Re: RFC: replace pg_stat_activity.waiting with something more descriptive - Mailing list pgsql-hackers

From Alexander Korotkov
Subject Re: RFC: replace pg_stat_activity.waiting with something more descriptive
Date
Msg-id CAPpHfdt373MTh0NvOaTbExWCBbzBBoFKnHGonKPfLp9=fpZEXQ@mail.gmail.com
Whole thread Raw
In response to Re: RFC: replace pg_stat_activity.waiting with something more descriptive  (Amit Kapila <amit.kapila16@gmail.com>)
List pgsql-hackers
On Mon, Sep 14, 2015 at 2:12 PM, Amit Kapila <amit.kapila16@gmail.com> wrote:
On Mon, Sep 14, 2015 at 2:25 PM, Alexander Korotkov <aekorotkov@gmail.com> wrote:
On Sat, Sep 12, 2015 at 2:05 PM, Amit Kapila <amit.kapila16@gmail.com> wrote:
On Thu, Aug 6, 2015 at 3:31 PM, Ildus Kurbangaliev <i.kurbangaliev@postgrespro.ru> wrote:
>
> On 08/05/2015 09:33 PM, Robert Haas wrote:
>>
>>
>> You're missing the point.  Those multi-byte fields have additional
>> synchronization requirements, as I explained in some detail in my
>> previous email. You can't just wave that away.
>
> I see that now. Thank you for the point.
>
> I've looked deeper and I found PgBackendStatus to be not a suitable
> place for keeping information about low level waits. Really, PgBackendStatus
> is used to track high level information about backend. This is why auxiliary
> processes don't have PgBackendStatus, because they don't have such information
> to expose. But when we come to the low level wait events then auxiliary
> processes are as useful for monitoring as backends are. WAL writer,
> checkpointer, bgwriter etc are using LWLocks as well. This is certainly unclear
> why they can't be monitored.
>

I think the chances of background processes stuck in LWLock is quite less
as compare to backends as they do the activities periodically.  As an example
WALWriter will take WALWriteLock to write the WAL, but actually there will never
be any much contention for WALWriter. In synchronous_commit = on, the
backends themselves write the WAL so WALWriter won't do much in that
case and for synchronous_commit = off, backends won't write the WAL so
WALWriter won't face any contention unless some buffers have to be written
by bgwriter or checkpoint for which WAL is not flushed which I don't think
would lead to any contention. 
 
Hmm, synchronous_commit is per session variable: some transactions could run with synchronous_commit = on, but some with synchronous_commit = off. This is very popular feature of PostgreSQL: achieve better performance by making non-critical transaction asynchronous while leaving critical transactions synchronous. Thus, contention for WALWriteLock between backends and WALWriter could be real.

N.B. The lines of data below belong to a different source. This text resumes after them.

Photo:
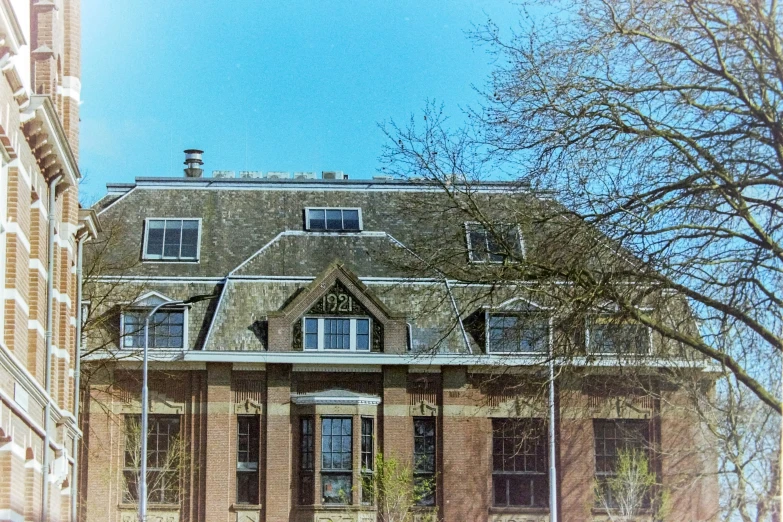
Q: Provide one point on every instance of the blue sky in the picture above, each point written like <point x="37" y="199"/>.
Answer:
<point x="261" y="85"/>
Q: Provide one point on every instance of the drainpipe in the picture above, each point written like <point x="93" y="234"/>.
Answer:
<point x="49" y="320"/>
<point x="77" y="370"/>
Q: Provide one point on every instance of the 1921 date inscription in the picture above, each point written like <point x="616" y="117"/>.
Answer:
<point x="337" y="302"/>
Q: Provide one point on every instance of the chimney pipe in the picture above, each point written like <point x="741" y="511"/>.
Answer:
<point x="193" y="162"/>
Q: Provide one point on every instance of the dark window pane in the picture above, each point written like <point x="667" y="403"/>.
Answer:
<point x="334" y="220"/>
<point x="247" y="487"/>
<point x="351" y="219"/>
<point x="162" y="458"/>
<point x="519" y="461"/>
<point x="171" y="241"/>
<point x="311" y="334"/>
<point x="337" y="334"/>
<point x="424" y="459"/>
<point x="478" y="244"/>
<point x="155" y="238"/>
<point x="317" y="219"/>
<point x="336" y="488"/>
<point x="189" y="239"/>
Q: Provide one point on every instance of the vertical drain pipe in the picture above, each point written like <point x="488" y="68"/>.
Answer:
<point x="52" y="211"/>
<point x="77" y="370"/>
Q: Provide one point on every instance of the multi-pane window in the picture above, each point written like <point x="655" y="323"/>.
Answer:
<point x="247" y="459"/>
<point x="336" y="460"/>
<point x="306" y="460"/>
<point x="518" y="333"/>
<point x="164" y="452"/>
<point x="333" y="219"/>
<point x="612" y="438"/>
<point x="621" y="338"/>
<point x="424" y="460"/>
<point x="519" y="463"/>
<point x="166" y="329"/>
<point x="367" y="459"/>
<point x="172" y="239"/>
<point x="494" y="244"/>
<point x="335" y="333"/>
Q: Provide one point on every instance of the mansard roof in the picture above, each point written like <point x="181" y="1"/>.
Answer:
<point x="264" y="220"/>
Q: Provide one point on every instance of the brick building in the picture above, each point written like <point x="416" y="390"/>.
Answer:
<point x="41" y="232"/>
<point x="330" y="340"/>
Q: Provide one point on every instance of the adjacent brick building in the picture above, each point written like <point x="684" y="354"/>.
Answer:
<point x="41" y="232"/>
<point x="332" y="338"/>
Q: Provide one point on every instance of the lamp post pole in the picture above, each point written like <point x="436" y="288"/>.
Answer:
<point x="144" y="407"/>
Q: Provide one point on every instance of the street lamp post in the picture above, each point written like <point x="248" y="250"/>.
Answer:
<point x="144" y="407"/>
<point x="145" y="392"/>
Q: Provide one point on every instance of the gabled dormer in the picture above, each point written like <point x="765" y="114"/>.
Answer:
<point x="336" y="314"/>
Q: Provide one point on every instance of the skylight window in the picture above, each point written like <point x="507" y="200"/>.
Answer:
<point x="172" y="239"/>
<point x="333" y="219"/>
<point x="496" y="243"/>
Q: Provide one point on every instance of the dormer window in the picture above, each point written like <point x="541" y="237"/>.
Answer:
<point x="518" y="333"/>
<point x="494" y="243"/>
<point x="608" y="337"/>
<point x="172" y="239"/>
<point x="337" y="333"/>
<point x="167" y="328"/>
<point x="333" y="219"/>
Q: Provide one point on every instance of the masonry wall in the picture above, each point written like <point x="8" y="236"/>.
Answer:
<point x="210" y="397"/>
<point x="46" y="64"/>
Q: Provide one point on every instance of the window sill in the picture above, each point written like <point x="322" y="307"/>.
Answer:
<point x="603" y="511"/>
<point x="151" y="507"/>
<point x="499" y="510"/>
<point x="246" y="507"/>
<point x="337" y="507"/>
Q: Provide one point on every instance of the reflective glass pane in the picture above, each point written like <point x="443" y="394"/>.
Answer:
<point x="334" y="220"/>
<point x="155" y="238"/>
<point x="351" y="219"/>
<point x="189" y="239"/>
<point x="172" y="239"/>
<point x="317" y="219"/>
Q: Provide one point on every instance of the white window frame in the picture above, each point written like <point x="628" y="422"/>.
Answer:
<point x="550" y="331"/>
<point x="307" y="219"/>
<point x="469" y="243"/>
<point x="147" y="310"/>
<point x="162" y="258"/>
<point x="352" y="334"/>
<point x="589" y="322"/>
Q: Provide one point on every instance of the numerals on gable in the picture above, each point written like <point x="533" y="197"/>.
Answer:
<point x="338" y="301"/>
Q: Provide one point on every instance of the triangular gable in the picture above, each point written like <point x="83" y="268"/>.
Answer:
<point x="150" y="300"/>
<point x="337" y="291"/>
<point x="520" y="304"/>
<point x="336" y="281"/>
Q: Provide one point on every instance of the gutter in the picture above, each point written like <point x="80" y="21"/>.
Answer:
<point x="49" y="320"/>
<point x="78" y="372"/>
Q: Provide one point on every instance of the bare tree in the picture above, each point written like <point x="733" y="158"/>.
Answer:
<point x="631" y="492"/>
<point x="646" y="143"/>
<point x="165" y="464"/>
<point x="656" y="124"/>
<point x="397" y="492"/>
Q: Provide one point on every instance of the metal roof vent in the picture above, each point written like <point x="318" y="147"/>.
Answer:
<point x="333" y="174"/>
<point x="193" y="162"/>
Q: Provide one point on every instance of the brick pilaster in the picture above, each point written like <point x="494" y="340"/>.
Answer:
<point x="278" y="444"/>
<point x="465" y="470"/>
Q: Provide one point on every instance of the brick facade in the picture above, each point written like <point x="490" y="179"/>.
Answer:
<point x="38" y="147"/>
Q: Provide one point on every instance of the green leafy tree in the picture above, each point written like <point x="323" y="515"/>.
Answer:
<point x="396" y="492"/>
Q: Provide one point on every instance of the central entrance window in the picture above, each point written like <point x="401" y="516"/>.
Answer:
<point x="336" y="460"/>
<point x="337" y="333"/>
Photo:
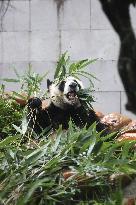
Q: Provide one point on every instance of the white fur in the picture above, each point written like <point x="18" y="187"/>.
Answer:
<point x="59" y="98"/>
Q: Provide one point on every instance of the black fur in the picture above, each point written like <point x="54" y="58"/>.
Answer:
<point x="54" y="116"/>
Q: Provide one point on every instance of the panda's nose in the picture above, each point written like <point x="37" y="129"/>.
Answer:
<point x="73" y="85"/>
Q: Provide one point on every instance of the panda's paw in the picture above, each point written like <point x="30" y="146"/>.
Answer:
<point x="34" y="103"/>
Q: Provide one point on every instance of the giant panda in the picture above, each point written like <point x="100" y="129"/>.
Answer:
<point x="64" y="104"/>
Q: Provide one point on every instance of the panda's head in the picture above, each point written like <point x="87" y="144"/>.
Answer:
<point x="64" y="94"/>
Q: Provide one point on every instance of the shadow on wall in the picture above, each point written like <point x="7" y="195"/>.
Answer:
<point x="117" y="11"/>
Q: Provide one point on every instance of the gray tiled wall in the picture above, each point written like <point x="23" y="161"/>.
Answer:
<point x="37" y="31"/>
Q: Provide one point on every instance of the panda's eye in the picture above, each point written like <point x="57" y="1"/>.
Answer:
<point x="62" y="85"/>
<point x="78" y="84"/>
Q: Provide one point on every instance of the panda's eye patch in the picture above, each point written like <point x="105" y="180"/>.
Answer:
<point x="78" y="84"/>
<point x="62" y="85"/>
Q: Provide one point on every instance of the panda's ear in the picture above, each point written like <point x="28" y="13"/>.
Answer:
<point x="48" y="83"/>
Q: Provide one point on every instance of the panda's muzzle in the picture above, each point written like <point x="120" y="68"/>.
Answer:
<point x="71" y="95"/>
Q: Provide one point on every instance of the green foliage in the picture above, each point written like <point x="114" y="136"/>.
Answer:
<point x="10" y="112"/>
<point x="32" y="172"/>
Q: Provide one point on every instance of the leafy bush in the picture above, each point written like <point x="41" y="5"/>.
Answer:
<point x="66" y="167"/>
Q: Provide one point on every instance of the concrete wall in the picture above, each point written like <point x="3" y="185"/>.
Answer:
<point x="37" y="31"/>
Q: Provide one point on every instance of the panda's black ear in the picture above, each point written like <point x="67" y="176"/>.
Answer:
<point x="48" y="83"/>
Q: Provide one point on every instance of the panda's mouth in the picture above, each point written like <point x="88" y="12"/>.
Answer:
<point x="71" y="95"/>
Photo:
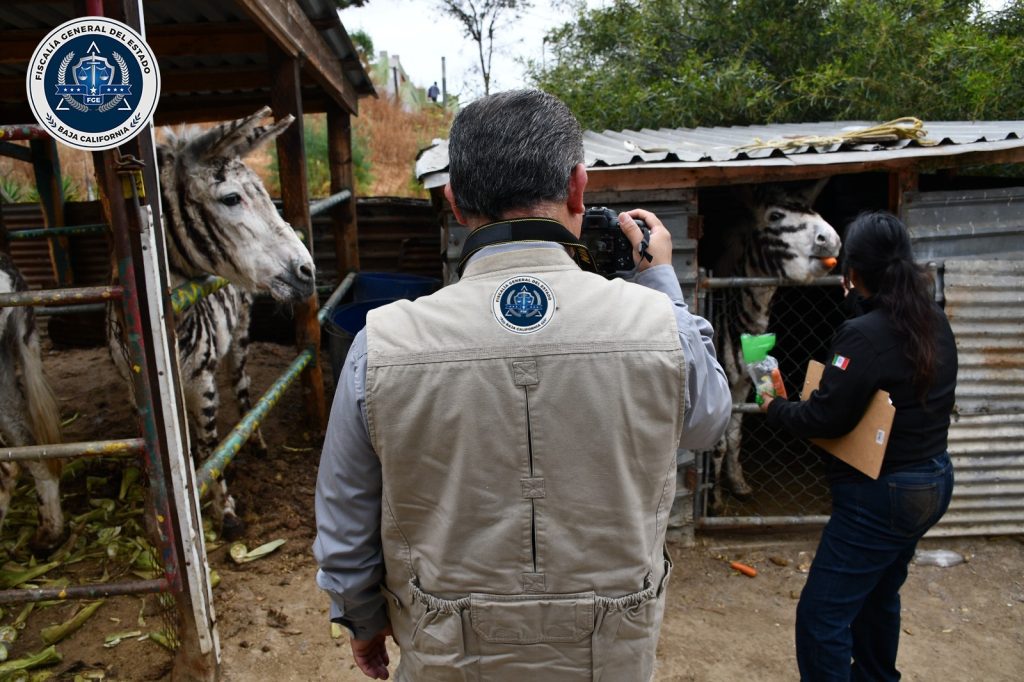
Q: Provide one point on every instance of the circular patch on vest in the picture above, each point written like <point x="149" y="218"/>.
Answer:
<point x="523" y="304"/>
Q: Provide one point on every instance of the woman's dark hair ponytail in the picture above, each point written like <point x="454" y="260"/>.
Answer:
<point x="878" y="246"/>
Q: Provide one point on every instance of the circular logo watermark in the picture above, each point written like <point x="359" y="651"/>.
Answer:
<point x="523" y="304"/>
<point x="93" y="83"/>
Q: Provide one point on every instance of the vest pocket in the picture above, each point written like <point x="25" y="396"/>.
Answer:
<point x="437" y="645"/>
<point x="534" y="637"/>
<point x="531" y="619"/>
<point x="626" y="633"/>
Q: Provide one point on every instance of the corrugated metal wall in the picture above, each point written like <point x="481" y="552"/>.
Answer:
<point x="89" y="253"/>
<point x="396" y="235"/>
<point x="985" y="306"/>
<point x="966" y="222"/>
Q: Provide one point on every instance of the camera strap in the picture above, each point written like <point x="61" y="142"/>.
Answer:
<point x="525" y="229"/>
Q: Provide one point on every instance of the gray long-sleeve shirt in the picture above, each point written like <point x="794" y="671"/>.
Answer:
<point x="348" y="484"/>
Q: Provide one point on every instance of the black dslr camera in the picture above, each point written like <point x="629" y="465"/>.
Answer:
<point x="611" y="252"/>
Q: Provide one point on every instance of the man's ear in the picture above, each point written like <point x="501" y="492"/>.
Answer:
<point x="450" y="196"/>
<point x="578" y="183"/>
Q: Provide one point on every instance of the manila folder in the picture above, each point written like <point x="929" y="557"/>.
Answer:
<point x="864" y="446"/>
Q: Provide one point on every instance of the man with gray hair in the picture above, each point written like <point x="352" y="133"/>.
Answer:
<point x="501" y="460"/>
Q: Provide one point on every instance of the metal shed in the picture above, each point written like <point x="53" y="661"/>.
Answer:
<point x="219" y="60"/>
<point x="969" y="226"/>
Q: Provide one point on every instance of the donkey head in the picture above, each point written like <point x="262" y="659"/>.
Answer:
<point x="792" y="240"/>
<point x="220" y="217"/>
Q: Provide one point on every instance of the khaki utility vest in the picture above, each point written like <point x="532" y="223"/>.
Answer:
<point x="527" y="476"/>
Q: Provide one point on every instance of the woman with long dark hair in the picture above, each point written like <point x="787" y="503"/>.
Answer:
<point x="901" y="343"/>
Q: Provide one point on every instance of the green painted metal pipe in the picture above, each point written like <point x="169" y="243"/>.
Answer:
<point x="53" y="232"/>
<point x="190" y="292"/>
<point x="65" y="450"/>
<point x="228" y="448"/>
<point x="70" y="309"/>
<point x="85" y="591"/>
<point x="338" y="294"/>
<point x="221" y="457"/>
<point x="61" y="296"/>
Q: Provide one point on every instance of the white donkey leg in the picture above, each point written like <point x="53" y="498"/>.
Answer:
<point x="47" y="475"/>
<point x="733" y="470"/>
<point x="203" y="405"/>
<point x="238" y="356"/>
<point x="717" y="496"/>
<point x="8" y="480"/>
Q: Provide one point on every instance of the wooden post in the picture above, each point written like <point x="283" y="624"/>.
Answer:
<point x="286" y="98"/>
<point x="4" y="242"/>
<point x="46" y="165"/>
<point x="900" y="181"/>
<point x="343" y="219"/>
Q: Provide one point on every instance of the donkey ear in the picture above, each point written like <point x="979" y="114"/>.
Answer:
<point x="240" y="137"/>
<point x="263" y="134"/>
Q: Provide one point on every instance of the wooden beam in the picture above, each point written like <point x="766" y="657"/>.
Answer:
<point x="46" y="165"/>
<point x="343" y="220"/>
<point x="288" y="26"/>
<point x="287" y="98"/>
<point x="174" y="110"/>
<point x="166" y="40"/>
<point x="213" y="80"/>
<point x="660" y="176"/>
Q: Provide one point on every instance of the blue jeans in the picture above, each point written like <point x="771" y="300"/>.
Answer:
<point x="850" y="608"/>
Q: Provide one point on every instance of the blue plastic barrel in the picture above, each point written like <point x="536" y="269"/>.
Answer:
<point x="370" y="286"/>
<point x="343" y="324"/>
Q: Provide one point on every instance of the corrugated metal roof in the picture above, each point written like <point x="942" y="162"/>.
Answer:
<point x="723" y="145"/>
<point x="985" y="305"/>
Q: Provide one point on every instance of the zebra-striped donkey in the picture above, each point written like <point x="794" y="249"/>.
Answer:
<point x="219" y="219"/>
<point x="29" y="412"/>
<point x="785" y="239"/>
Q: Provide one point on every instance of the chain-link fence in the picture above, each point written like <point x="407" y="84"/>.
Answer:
<point x="784" y="471"/>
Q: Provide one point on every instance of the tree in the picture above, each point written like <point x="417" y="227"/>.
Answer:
<point x="702" y="62"/>
<point x="364" y="46"/>
<point x="480" y="19"/>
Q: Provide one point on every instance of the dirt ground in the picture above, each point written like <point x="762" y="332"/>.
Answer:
<point x="961" y="623"/>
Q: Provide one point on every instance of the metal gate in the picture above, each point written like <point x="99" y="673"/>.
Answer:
<point x="784" y="471"/>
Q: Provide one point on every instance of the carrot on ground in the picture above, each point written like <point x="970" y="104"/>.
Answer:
<point x="743" y="568"/>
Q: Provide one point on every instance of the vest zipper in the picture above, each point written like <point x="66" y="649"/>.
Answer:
<point x="532" y="502"/>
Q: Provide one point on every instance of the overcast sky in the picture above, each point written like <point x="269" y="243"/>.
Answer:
<point x="421" y="35"/>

I think it is difficult to say that can lead to contention due to periodic
nature of WALWriter, but I don't deny that there is chance for
background processes to have contention.

We don't know if there could be contention in advance. This is why we need monitoring.
  
I am not denying from the fact that there could be some contention in rare
scenarios for background processes, but I think tracking them is not as
important as tracking the LWLocks for backends.

I would be more careful in calling some of scenarios rare. As DBMS developers we should do our best to evade contention for LWLocks: any contention, not only between backends and background processes.  One may assume that high LWLock contention is rare scenario in general. Once we're here we doesn't think so, though.
You claims that there couldn't be contention for WALWriteLock between backends and WALWriter. This is unclear for me: I think it could be.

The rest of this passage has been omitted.